Worst-case complexity is a function that takes size n, and tells you what is maximum number of steps of an algorithm given input of size n.
Average-case complexity is a function that takes size n, and tells you what is expected number of steps of an algorithm given input of size n.
As you see worst-case and average-case complexity are functions, so you can use big O to express their growth.
If you're looking for a formal definition, then:
Average complexity is the expected running time for a random input.
Let's refer Big O Notation in Wikipedia:
Let f and g be two functions defined on some subset of the real numbers. One writes f(x)=O(g(x)) as x --> infinity if ...
So what the premise of the definition states is that the function f should take a number as an input and yield a number as an output. What input number are we talking about? It's supposedly a number of elements in the sequence to be sorted. What output number could we be talking about? It could be a number of operations done to order the sequence. But stop. What is a function? Function in Wikipedia:
a function is a relation between a set of inputs and a set of permissible outputs with the property that each input is related to exactly one output.

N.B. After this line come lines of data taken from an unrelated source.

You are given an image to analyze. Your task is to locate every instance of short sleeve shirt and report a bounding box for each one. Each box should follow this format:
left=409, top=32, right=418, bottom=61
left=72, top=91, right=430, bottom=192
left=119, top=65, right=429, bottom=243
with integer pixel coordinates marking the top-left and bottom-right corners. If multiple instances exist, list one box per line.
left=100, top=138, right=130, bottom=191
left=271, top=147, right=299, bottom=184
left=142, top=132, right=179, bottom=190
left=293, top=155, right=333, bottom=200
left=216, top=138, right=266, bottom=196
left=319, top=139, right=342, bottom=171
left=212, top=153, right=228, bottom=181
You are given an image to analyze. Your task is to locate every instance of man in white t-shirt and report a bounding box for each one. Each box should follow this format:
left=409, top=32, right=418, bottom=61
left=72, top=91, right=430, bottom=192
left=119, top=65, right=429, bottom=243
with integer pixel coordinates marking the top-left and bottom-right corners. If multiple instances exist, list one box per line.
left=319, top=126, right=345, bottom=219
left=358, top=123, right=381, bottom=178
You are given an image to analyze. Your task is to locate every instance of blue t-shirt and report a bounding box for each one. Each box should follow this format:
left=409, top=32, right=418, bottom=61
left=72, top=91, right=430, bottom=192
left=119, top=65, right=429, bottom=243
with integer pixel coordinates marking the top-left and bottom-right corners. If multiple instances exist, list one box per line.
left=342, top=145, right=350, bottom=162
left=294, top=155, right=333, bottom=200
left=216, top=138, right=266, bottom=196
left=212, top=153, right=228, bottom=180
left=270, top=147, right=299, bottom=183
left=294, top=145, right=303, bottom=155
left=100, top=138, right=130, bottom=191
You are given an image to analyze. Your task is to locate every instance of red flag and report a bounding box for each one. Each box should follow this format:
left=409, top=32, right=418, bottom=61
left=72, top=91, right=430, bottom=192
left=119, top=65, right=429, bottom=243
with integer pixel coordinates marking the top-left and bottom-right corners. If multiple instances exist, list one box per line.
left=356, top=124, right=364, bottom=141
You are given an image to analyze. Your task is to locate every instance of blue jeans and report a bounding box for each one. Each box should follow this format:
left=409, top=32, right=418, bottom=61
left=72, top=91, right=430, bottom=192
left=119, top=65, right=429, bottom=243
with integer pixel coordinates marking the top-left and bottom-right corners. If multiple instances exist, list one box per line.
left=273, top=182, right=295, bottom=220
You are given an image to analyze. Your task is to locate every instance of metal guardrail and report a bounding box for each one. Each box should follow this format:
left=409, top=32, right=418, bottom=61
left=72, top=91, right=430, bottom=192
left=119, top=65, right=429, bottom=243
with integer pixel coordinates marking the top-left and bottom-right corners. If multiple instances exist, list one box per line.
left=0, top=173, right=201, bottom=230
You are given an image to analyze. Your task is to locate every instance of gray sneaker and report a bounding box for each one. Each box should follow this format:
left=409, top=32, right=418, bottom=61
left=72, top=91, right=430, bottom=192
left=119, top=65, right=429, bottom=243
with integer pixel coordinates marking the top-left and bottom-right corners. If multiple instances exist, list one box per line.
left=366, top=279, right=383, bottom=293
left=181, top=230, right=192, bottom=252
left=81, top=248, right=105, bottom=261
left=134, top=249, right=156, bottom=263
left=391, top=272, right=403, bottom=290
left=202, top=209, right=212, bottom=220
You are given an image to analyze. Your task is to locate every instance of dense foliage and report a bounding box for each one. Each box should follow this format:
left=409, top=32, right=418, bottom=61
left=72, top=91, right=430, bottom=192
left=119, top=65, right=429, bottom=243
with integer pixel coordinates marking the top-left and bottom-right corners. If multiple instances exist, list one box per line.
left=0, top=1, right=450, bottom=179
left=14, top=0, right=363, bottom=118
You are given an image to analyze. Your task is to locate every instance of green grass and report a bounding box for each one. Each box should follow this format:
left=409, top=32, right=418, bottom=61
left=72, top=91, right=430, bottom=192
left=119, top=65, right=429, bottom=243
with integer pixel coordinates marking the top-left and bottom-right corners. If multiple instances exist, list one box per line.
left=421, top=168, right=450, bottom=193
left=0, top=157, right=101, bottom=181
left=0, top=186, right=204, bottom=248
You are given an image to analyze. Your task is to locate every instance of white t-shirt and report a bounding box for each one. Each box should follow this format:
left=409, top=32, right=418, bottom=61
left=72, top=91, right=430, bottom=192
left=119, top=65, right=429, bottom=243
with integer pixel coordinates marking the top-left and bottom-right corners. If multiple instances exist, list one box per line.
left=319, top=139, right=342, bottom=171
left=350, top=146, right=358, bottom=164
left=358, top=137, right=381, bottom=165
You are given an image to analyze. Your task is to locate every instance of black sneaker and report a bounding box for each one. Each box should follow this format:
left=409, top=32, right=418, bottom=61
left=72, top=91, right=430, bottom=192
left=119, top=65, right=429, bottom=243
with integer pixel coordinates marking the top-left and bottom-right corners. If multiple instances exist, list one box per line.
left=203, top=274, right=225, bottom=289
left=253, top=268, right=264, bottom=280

Are we producing exacly one output with our prior defition? No, we don't. For a given size of a sequence we can get a wide variation of number of operations. So to ensure the definition is applicable to our case we need to reduce a set possible outcomes (number of operations) to a single value. It can be a maximum ("the worse case"), a minimum ("the best case") or an average.
The conclusion is that talking about best/worst/average case is mathematically correct and using big O notation without those in context of sorting complexity is somewhat sloppy.
On the other hand, we could be more precise and use big Theta notation instead of big O notation.
I think your definition is correct, but your conclusions are wrong.
It's not necessarily true that if the proportion of "bad" cases tends to 0, then the average complexity is equal to the complexity of the "normal" cases.
For example, suppose that 1/(n^2) cases are "bad" and the rest "normal", and that "bad" cases take exactly (n^4) operations, whereas "normal" cases take exactly n operations.
Then the average number of operations required is equal to:
(n^4/n^2) + n(n^2-1)/(n^2)
This function is O(n^2), but not O(n).
In practice, though, you might find that time is polynomial in all cases, and the proportion of "bad" cases shrinks exponentially. That's when you'd ignore the bad cases in calculating an average.
Average case analysis does the following:
Take all inputs of a fixed length (say n), sum up all the running times of all instances of this length, and build the average.
The problem is you will probably have to enumerate all inputs of length n in order to come up with an average complexity.